The Daubert Double Standard -- Now In Print!

Check out my newest article, The Daubert Double Standard, now in print at the Michigan State Law Review.  Daubert has been an absolute disaster for the defense.  The now decade-plus old law was supposed to make it tougher to use so-called expert testimony at trial.  But the actual outcome was easy to predict: with regard to the state's evidence, nothing has changed.  The courts simply rubberstamp any pseudo-expert the state tries to use.  Worse yet, the courts impose the high Daubert hurdle on the defense, thus turning Daubert into a pro-state double standard.  In my study of all appellate and SCOW cases in roughly the first decade of Daubert, the state is 134-0 against the defense.  
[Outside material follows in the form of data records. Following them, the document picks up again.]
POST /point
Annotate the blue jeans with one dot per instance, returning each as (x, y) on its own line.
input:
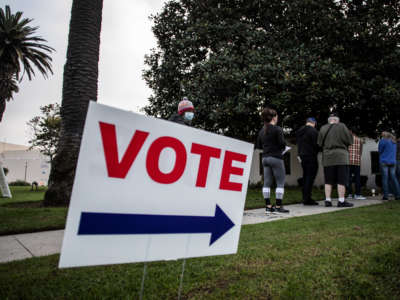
(354, 171)
(398, 170)
(389, 172)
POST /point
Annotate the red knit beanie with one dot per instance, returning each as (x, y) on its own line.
(185, 105)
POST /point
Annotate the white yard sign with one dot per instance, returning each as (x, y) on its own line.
(147, 189)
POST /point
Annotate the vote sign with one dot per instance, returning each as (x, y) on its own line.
(147, 189)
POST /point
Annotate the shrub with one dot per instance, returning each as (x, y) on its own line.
(19, 183)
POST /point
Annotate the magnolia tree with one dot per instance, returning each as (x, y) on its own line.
(304, 58)
(45, 130)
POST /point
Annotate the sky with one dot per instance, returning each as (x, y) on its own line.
(125, 35)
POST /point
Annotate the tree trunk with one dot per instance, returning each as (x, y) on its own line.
(79, 87)
(4, 188)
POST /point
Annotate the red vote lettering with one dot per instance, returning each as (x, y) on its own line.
(228, 169)
(114, 167)
(153, 156)
(205, 153)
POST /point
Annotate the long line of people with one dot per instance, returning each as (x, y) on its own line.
(341, 159)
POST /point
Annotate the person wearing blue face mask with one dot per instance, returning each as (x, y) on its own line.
(185, 113)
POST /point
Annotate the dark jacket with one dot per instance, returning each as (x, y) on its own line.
(307, 137)
(335, 147)
(271, 141)
(387, 151)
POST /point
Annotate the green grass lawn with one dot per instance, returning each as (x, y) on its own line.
(347, 254)
(25, 213)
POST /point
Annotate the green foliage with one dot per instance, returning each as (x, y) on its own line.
(20, 51)
(19, 183)
(46, 130)
(302, 57)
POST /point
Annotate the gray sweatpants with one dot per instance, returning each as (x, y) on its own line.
(273, 168)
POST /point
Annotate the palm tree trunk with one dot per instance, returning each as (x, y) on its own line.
(4, 188)
(79, 87)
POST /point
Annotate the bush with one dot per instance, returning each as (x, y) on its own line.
(19, 183)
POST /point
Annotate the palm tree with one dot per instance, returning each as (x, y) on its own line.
(20, 51)
(79, 87)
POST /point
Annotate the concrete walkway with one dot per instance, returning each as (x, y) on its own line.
(21, 246)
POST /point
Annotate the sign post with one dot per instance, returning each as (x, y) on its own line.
(147, 189)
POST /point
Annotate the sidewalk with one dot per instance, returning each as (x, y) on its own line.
(21, 246)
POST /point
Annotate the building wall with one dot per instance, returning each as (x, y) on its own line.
(296, 171)
(28, 165)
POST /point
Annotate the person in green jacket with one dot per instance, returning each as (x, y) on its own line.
(334, 138)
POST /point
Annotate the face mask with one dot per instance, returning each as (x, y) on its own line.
(189, 115)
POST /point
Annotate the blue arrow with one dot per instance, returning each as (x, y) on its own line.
(92, 223)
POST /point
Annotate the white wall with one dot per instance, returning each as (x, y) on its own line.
(26, 165)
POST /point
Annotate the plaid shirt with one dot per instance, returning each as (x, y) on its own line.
(355, 151)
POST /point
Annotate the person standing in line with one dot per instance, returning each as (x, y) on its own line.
(355, 153)
(307, 147)
(387, 159)
(271, 141)
(185, 113)
(398, 160)
(334, 138)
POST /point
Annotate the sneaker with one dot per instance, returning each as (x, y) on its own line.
(345, 204)
(269, 210)
(310, 203)
(281, 209)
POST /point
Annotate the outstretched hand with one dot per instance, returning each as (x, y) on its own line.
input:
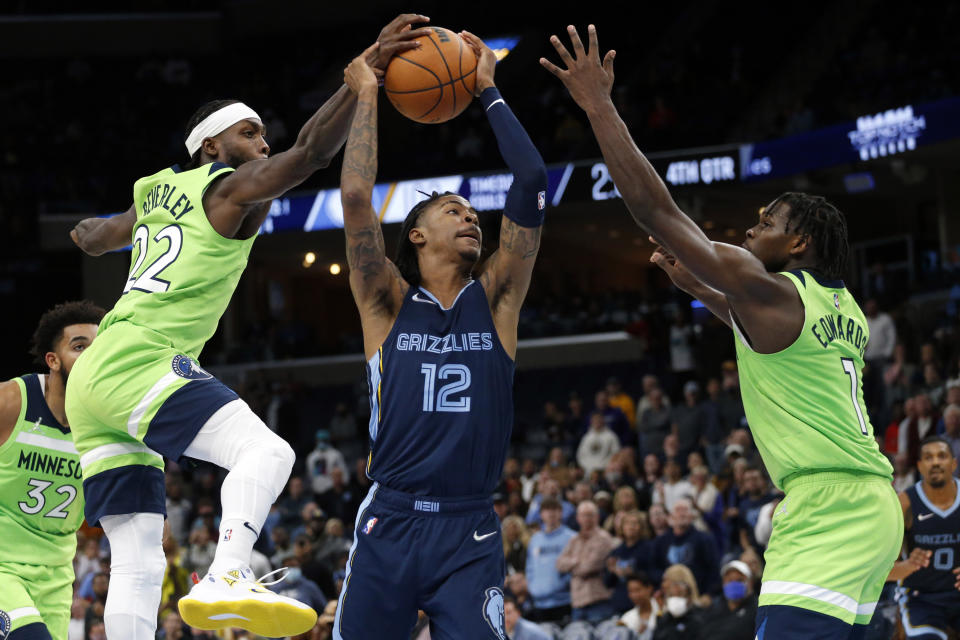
(586, 78)
(397, 37)
(486, 61)
(359, 75)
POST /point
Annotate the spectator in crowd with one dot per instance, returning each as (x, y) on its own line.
(291, 505)
(549, 588)
(672, 487)
(689, 418)
(756, 493)
(178, 508)
(633, 555)
(321, 462)
(549, 488)
(732, 617)
(340, 500)
(584, 558)
(597, 446)
(917, 428)
(613, 417)
(176, 577)
(642, 617)
(659, 520)
(516, 627)
(951, 429)
(650, 382)
(683, 544)
(202, 550)
(619, 399)
(624, 501)
(653, 425)
(682, 618)
(515, 540)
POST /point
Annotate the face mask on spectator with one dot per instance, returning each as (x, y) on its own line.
(677, 606)
(735, 590)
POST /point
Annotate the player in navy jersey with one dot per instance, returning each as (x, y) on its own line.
(440, 336)
(929, 579)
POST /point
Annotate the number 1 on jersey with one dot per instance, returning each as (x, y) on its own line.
(850, 368)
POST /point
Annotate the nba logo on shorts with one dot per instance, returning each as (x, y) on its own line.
(187, 368)
(493, 612)
(5, 624)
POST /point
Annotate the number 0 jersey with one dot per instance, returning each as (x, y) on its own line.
(441, 398)
(183, 272)
(41, 488)
(805, 403)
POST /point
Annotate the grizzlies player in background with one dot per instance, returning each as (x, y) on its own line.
(139, 394)
(41, 493)
(799, 337)
(440, 346)
(929, 578)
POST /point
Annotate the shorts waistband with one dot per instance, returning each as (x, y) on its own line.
(830, 477)
(430, 504)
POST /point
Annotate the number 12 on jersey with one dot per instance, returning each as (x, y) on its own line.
(441, 400)
(850, 368)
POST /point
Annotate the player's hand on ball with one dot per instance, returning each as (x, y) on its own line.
(486, 61)
(586, 77)
(359, 75)
(397, 37)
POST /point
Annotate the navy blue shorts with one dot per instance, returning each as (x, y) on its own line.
(783, 622)
(441, 555)
(930, 616)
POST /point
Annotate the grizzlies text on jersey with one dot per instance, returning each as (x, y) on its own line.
(441, 398)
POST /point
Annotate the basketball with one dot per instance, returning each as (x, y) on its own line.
(435, 82)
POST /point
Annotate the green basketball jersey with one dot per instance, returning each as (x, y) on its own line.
(183, 272)
(41, 487)
(805, 404)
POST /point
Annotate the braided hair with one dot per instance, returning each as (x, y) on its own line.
(406, 260)
(826, 226)
(198, 116)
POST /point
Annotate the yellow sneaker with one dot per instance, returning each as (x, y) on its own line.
(236, 599)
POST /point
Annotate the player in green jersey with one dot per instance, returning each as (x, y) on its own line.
(41, 493)
(800, 338)
(140, 395)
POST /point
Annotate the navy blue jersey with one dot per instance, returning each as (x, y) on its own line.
(441, 398)
(938, 531)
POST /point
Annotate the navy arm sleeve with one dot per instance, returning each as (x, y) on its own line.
(526, 198)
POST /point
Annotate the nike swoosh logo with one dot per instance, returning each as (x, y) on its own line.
(416, 298)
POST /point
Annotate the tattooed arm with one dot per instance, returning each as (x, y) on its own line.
(375, 281)
(506, 275)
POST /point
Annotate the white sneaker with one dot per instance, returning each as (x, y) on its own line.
(236, 599)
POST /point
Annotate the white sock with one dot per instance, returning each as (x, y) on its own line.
(259, 462)
(137, 565)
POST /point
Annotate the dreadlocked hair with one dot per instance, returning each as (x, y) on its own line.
(826, 227)
(406, 260)
(198, 116)
(52, 323)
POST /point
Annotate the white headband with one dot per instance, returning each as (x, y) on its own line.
(217, 122)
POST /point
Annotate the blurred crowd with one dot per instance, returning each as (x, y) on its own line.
(639, 511)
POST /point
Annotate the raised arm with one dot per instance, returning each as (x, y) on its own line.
(375, 281)
(506, 274)
(728, 269)
(97, 236)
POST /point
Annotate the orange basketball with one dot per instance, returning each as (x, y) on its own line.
(435, 82)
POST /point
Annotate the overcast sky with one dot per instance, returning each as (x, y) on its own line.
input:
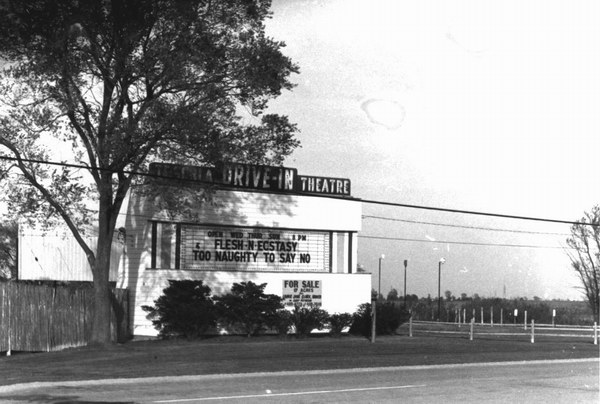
(476, 105)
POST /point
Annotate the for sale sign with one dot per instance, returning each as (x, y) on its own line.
(304, 293)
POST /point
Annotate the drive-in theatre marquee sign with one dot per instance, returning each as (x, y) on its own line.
(254, 249)
(254, 177)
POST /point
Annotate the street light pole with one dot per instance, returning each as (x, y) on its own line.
(442, 260)
(405, 265)
(374, 304)
(379, 284)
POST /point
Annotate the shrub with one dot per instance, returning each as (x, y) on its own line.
(184, 309)
(389, 317)
(249, 308)
(339, 321)
(306, 319)
(283, 322)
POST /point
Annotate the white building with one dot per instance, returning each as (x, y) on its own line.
(297, 234)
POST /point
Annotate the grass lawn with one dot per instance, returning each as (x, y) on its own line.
(234, 354)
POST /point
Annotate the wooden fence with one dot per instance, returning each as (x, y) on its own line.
(50, 318)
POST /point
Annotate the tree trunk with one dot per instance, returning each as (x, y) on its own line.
(101, 333)
(101, 264)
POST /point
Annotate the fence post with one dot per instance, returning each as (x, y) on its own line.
(471, 332)
(9, 351)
You can find the article here.  You can find all of my articles here.  You can read the abstract for the article after the jump.  And for more on Daubert, see my U. Illinois L. Rev. Online article, Daubert Strategies for the Criminal Defense Bar.

Abstract

In theory, the Daubert reliability standard for the admissibility of expert testimony requires the judge to act as the gatekeeper and prevent pseudo-expertise from reaching the jury. And in criminal cases, Daubert is supposed to benefit the defense, as prosecutors employ the vast majority of such witnesses—many of whom are merely pro-state advocates masquerading as experts. However, many defense lawyers believe that, in practice, Daubert does nothing to protect defendants from these pseudo-experts and instead makes it more difficult for defendants to call their own legitimate experts. 
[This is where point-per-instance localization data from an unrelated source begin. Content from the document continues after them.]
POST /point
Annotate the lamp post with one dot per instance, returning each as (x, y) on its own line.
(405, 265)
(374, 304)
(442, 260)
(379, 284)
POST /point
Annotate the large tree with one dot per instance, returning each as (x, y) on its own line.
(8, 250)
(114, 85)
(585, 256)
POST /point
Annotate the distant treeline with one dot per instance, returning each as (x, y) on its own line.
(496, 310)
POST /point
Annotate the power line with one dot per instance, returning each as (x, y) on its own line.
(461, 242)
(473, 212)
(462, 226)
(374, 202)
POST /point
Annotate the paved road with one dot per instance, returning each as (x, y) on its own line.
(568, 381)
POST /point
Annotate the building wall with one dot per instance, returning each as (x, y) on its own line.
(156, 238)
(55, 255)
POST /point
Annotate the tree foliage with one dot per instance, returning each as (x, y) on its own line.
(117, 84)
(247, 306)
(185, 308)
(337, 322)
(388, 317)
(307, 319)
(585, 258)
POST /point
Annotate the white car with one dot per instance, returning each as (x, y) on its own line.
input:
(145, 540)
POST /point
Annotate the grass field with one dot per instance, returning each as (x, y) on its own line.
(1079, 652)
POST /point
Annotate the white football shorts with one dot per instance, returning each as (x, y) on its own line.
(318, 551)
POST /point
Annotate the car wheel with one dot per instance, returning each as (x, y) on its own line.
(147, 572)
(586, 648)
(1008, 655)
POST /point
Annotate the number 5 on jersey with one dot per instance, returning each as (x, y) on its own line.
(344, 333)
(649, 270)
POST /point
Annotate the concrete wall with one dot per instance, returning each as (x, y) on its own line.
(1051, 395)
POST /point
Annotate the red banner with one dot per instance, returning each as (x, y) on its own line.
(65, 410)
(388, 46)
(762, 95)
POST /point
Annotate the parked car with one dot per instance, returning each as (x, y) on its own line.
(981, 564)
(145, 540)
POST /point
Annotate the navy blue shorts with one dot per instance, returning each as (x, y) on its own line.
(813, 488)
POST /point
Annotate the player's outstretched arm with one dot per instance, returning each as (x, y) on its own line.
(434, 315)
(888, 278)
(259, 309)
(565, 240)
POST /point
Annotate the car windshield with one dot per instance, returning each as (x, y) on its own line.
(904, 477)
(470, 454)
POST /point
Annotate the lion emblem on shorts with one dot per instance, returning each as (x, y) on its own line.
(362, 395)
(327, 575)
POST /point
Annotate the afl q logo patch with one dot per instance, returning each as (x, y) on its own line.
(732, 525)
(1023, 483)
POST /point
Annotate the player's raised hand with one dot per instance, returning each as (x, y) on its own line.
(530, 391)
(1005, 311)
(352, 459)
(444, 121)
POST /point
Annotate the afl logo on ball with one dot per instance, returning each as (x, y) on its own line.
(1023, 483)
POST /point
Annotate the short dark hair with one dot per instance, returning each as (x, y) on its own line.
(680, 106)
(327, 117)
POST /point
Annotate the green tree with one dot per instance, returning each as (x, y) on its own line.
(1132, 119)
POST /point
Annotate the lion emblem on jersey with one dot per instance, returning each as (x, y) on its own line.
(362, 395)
To test this informal hypothesis, I conducted an intra-state analysis of all Daubert appellate cases since Wisconsin adopted this federal standard in 2011. In the 68 cases consisting of 134 judicial decisions across all levels of the court system—trial courts, appellate courts, and the state supreme court—prosecutors have amassed an undefeated 134–0 record. Shockingly, regardless of the type of case, the type of expert, and the party calling the expert, the defense has never won a single Daubert decision at any level of the court system. 
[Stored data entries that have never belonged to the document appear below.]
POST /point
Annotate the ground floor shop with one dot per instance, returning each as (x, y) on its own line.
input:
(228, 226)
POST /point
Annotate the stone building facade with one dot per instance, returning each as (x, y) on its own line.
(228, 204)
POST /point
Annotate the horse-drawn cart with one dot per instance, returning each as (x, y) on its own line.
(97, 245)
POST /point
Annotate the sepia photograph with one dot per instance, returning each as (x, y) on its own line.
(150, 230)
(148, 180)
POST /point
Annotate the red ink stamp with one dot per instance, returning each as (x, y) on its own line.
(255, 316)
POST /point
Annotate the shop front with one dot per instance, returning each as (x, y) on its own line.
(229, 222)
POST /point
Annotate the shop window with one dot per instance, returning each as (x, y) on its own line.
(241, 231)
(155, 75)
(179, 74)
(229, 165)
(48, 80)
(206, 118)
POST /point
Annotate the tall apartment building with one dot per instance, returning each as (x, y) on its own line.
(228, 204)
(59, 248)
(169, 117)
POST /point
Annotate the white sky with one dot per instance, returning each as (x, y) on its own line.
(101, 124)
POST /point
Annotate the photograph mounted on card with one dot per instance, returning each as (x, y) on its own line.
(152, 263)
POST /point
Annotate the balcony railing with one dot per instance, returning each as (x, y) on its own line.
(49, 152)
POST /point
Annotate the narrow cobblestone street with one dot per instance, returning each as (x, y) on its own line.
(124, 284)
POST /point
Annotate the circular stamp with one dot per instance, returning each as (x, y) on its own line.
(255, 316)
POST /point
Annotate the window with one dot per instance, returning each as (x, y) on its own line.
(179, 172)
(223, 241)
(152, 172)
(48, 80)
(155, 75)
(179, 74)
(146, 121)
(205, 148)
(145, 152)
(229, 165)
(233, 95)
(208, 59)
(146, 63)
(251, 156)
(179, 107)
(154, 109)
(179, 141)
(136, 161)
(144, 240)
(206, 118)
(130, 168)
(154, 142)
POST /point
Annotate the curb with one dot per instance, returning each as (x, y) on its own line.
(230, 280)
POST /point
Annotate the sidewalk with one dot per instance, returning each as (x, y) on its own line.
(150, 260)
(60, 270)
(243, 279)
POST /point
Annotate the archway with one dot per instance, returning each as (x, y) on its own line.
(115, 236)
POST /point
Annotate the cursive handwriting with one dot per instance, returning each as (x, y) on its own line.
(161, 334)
How can a standard that is supposed to benefit the defense produce a record where the prosecutor never loses? This Article goes inside the numbers and identifies eight pro-state judicial tactics on which the government’s towering 134–0 record is built. After exposing and explaining these blatant abuses of judicial discretion, this Article makes easy-to-implement reform recommendations to restore defendants to equal footing with the state.